A year ago, Nobuyoshi Fujisawa, said J Trust would simply abandon its five-year campaign to turn around the Indonesia unit, J Trust Bank Indonesia, offering to sell off 40 percent of the bank and cede operational control to anybody who wants to take it over –“some very organized banks from Japan, China, South Korea and Taiwan, any nationality is okay, to run the bank,” he told a shareholder meeting on its second-quarter 2018 results in Tokyo on December 3, 2018. It appears there have been no takers.
Herling said he had no idea but would revert. At press time, there was no answer.
J Trust faces lawsuits in several countries over its operations and has run into financial difficulty with several of its units. It is one of a gaggle of defendants being sued in Mauritius and Singapore by Weston International Capital Ltd. and its subsidiaries over allegations that US$930 million was stolen by J Trust and other defendants in the theft, money laundering and fraud of distressed assets that were transferred to J Trust Investments. Weston’s crusade has since morphed into a massive lawsuit against 30 Indonesian government officials, Lebanese bankers and others allegedly including the newly named deputy minister of state-owned enterprises and former LPS CEO, Kartika Wirjowatmodjo.

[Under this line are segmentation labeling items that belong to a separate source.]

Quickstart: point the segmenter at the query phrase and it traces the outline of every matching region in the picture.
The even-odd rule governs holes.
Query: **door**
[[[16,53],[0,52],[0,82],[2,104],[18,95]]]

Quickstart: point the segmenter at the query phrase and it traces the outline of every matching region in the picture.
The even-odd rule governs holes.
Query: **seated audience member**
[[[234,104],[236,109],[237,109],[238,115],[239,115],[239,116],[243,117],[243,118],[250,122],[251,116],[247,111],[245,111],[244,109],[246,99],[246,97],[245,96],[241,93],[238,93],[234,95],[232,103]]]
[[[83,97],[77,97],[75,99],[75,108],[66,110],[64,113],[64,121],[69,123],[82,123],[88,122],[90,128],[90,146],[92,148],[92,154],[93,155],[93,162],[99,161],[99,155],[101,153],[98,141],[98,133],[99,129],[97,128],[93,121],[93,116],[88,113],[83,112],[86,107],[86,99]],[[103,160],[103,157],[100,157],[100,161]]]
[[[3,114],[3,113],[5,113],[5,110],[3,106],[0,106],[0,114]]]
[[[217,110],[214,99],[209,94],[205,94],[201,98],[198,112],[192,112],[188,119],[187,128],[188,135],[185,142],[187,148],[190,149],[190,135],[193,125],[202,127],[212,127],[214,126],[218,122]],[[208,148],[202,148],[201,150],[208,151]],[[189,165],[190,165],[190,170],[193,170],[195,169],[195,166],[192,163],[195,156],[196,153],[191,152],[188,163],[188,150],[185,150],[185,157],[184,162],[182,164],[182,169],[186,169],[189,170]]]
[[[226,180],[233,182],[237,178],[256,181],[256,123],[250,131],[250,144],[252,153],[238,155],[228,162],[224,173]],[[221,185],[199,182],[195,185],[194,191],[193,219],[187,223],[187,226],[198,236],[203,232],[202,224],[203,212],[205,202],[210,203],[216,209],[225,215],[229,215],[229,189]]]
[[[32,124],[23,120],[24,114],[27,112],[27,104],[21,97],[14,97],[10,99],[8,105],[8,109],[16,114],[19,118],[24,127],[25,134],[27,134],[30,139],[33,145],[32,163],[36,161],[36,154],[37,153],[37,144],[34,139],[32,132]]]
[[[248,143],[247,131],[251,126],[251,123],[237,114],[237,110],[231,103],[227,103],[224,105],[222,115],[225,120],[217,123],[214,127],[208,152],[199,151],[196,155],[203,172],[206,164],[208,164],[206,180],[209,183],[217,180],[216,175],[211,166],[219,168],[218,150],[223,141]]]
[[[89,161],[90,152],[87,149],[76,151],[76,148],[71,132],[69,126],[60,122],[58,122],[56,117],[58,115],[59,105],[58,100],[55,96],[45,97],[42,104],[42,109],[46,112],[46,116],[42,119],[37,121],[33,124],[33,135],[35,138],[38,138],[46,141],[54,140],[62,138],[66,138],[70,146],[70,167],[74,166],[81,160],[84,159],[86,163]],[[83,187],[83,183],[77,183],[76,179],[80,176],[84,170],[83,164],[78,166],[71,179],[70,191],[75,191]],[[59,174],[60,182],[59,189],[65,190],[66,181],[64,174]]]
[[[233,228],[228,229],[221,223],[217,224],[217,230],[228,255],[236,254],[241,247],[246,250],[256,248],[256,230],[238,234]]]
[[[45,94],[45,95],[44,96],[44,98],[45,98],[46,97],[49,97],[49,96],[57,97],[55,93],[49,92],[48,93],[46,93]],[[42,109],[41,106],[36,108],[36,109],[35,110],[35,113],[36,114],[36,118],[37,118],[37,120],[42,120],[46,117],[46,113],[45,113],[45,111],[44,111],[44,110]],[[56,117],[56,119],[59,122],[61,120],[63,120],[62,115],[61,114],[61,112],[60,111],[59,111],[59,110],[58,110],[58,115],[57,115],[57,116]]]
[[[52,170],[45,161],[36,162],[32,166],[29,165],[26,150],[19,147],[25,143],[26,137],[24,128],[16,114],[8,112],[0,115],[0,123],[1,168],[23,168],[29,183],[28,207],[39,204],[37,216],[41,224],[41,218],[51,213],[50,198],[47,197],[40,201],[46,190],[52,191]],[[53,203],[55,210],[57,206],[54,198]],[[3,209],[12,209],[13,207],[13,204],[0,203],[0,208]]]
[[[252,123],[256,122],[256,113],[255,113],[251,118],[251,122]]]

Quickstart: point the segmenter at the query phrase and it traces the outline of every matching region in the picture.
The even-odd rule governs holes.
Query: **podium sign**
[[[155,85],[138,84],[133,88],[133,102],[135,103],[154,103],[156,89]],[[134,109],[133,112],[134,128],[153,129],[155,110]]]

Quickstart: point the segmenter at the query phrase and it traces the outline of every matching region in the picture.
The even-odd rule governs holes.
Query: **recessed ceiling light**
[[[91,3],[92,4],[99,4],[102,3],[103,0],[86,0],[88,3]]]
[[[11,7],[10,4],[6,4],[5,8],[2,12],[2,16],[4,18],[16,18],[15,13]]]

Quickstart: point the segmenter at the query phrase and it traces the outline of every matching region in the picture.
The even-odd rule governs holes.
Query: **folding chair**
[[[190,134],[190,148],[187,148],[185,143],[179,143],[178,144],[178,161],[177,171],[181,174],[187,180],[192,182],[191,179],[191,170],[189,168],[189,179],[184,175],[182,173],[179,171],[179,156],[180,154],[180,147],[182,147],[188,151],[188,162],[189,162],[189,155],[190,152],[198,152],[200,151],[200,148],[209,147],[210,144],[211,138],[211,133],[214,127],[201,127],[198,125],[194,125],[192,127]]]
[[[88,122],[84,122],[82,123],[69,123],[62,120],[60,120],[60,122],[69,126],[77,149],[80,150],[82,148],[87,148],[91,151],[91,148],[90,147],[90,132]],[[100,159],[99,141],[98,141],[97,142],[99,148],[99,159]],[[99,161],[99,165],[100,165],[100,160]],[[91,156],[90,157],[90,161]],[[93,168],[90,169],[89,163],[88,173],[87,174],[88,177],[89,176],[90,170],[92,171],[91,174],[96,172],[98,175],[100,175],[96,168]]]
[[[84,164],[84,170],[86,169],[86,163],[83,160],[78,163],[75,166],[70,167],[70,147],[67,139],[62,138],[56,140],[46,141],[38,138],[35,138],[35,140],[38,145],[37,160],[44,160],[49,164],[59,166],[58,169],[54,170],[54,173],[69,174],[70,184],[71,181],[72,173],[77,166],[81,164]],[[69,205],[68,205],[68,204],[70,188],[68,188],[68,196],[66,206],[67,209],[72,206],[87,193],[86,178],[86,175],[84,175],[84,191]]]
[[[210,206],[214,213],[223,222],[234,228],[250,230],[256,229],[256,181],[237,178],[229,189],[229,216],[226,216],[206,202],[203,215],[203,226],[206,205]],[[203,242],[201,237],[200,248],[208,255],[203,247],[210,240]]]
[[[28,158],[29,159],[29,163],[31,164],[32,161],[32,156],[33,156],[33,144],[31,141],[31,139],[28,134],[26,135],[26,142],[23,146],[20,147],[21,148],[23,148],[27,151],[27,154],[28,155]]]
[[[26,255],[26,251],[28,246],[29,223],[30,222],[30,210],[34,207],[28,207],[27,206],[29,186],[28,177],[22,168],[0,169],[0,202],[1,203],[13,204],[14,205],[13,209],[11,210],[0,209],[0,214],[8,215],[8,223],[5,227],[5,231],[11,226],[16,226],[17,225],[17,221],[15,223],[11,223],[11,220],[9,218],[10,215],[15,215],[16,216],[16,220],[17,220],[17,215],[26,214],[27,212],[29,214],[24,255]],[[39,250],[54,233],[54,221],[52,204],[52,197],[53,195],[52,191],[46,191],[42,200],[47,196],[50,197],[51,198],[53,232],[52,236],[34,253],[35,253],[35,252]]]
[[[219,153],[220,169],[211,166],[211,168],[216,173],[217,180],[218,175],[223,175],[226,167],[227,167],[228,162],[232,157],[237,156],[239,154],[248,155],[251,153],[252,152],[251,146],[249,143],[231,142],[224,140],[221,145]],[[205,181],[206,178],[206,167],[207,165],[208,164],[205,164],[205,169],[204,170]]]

As Asia Sentinel reported in a series of stories in 2017, although Bank Mutiara was ostensibly offered to 18 suitors, the sale appeared to be structured so that J Trust was the only bidder, with preferential, predetermined, no money down terms. While the Tokyo company supposedly agreed to pay US $368 million in cash, records at Indonesia’s Bank Deposit Insurance Corporation, Bank Central Indonesia and at J Trust itself show that J Trust actually paid only 6.8 percent of that amount, or US$24.14 million upfront, 33 days after the alleged sale date although the total was due on the date of the auction. From the records, it appears that several other government agencies were complicit in the transaction as well.
Whatever the details of the transaction, it is clear that the purchase was a disaster for J Trust and the Indonesian bank deposit insurance corporation, an ostensibly commercial operation that nonetheless is closely tied to the government. J Trust Indonesia has never turned a cash profit in any quarter since the fourth quarter of 2014.